My beautiful wife is a Software Engineer. A really good one. If we worked in the same company she would be the one actually writing the application that my group uses. She'd be the brains behind it all.

When I was at Middlesex Community College my classes primarily used the programming language called C. I also spent one semester touching on C++ and another touching on Java. At UMass Lowell again most of the programming courses used C. One semester used C++. My senior project courses, 2 semesters, used a number of different things here and there including HTML, javascript, and Java Swing. There was also a little bit of lex and yak in a database class along with a little SQL, and one horrible semester's worth of Scheme. (a shudder of horror just went down my spine)

When I started my job all of that went out the window. The company I work for uses it's own language, it's own database, it's own operating system (in one of the platforms I work on), it's own email client, it's own word processor, it's own calendar/schedule program, it's own everything.

After a few years all of the language syntaxes and conventions and structures along with a lot of the design techniques I'd worked on in school were pretty much gone.

Then I met my wife. (Hi Jen!)

A lot of what I had done in school was already becoming obsolete when I graduated and Jen had already moved beyond it into new and better things. We had talked a lot about maybe trying to figure out a project that we could work on for fun that would have the side effect of keeping her skills sharp away from the office, and letting me see some of the cool stuff that has come along since I left school. Win/Win as far as I can see. Add to that the fact that we are very much two computer nerds who are inseparable and would enjoy nothing more than to sit side by side with a couple of computers hammering out geekiness for other people's online consumption. Wouldn't every married couple see that as a honkin' good time? If they don't then they should get the sticks out of their asses and do it.

Last night we finally got around to it. We have a couple of vague ideas for the overall project we want to work on. Maybe something social for families, or maybe something to catalog your DVD/CD collection. Maybe even simple things like a website for my father's tax business. Who knows what we'll end up with.

The first step, however, is getting me back up to speed using current tools. We started with Microsoft's Visual Studio .Net. I had used Visual Studio 6.0, but the next version after that was the first version of .Net and it changed everything. I was very much lost poking around the development environment, but Jen cleared up what I need to get by for now.

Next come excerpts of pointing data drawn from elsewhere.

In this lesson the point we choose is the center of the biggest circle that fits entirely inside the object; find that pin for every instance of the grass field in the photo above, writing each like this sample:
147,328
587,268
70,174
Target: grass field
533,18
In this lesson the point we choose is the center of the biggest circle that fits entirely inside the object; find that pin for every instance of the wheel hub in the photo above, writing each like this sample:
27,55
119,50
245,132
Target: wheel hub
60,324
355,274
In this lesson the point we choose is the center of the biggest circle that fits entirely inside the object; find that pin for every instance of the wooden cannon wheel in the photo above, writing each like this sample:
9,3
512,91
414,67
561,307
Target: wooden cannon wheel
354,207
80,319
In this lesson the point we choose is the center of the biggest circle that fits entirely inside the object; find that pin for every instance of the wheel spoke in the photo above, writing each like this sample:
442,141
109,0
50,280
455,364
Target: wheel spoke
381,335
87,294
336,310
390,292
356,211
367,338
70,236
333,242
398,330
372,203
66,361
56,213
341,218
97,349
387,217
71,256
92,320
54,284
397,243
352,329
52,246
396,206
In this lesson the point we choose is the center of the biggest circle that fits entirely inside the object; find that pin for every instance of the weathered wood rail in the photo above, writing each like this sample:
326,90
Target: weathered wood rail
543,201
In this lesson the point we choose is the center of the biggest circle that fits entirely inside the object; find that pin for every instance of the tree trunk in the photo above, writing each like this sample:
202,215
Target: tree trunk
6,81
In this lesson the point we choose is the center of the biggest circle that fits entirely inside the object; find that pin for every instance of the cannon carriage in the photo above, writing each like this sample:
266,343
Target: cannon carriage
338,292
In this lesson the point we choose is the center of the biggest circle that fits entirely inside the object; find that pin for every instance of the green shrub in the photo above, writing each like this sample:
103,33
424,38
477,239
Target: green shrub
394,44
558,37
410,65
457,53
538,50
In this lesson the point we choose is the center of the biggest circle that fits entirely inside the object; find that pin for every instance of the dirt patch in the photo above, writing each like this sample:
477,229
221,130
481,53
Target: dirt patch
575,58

We also played with a language that was totally new for me, C#. It is an object oriented programming language that I had never looked at before. C++ and Java are both object oriented too, so conceptually it wasn't new to me, but I still had to dig the correct terminology out of the deep recesses of my memory, and get back into the swing of writing source code in a language that allows white space again.

We didn't do anything terribly useful for anything other than a teaching tool. We defined a class that defines a person and then defined a second class that defines a student which inherits the properties of a person. Simple stuff, but I hadn't used that portion of my brain in something like seven years. It was nice to brush a little dust off, and it was fun playing techie with my sweetie.

She wants to get into ASP .Net tonight. Server side programming. That's a new one for me. I've done some web stuff using HTML and javascript and even a tiny bit of XML but it was all client side. I'm looking forward to the next lesson. Believe it or not, dorky stuff like this is fun.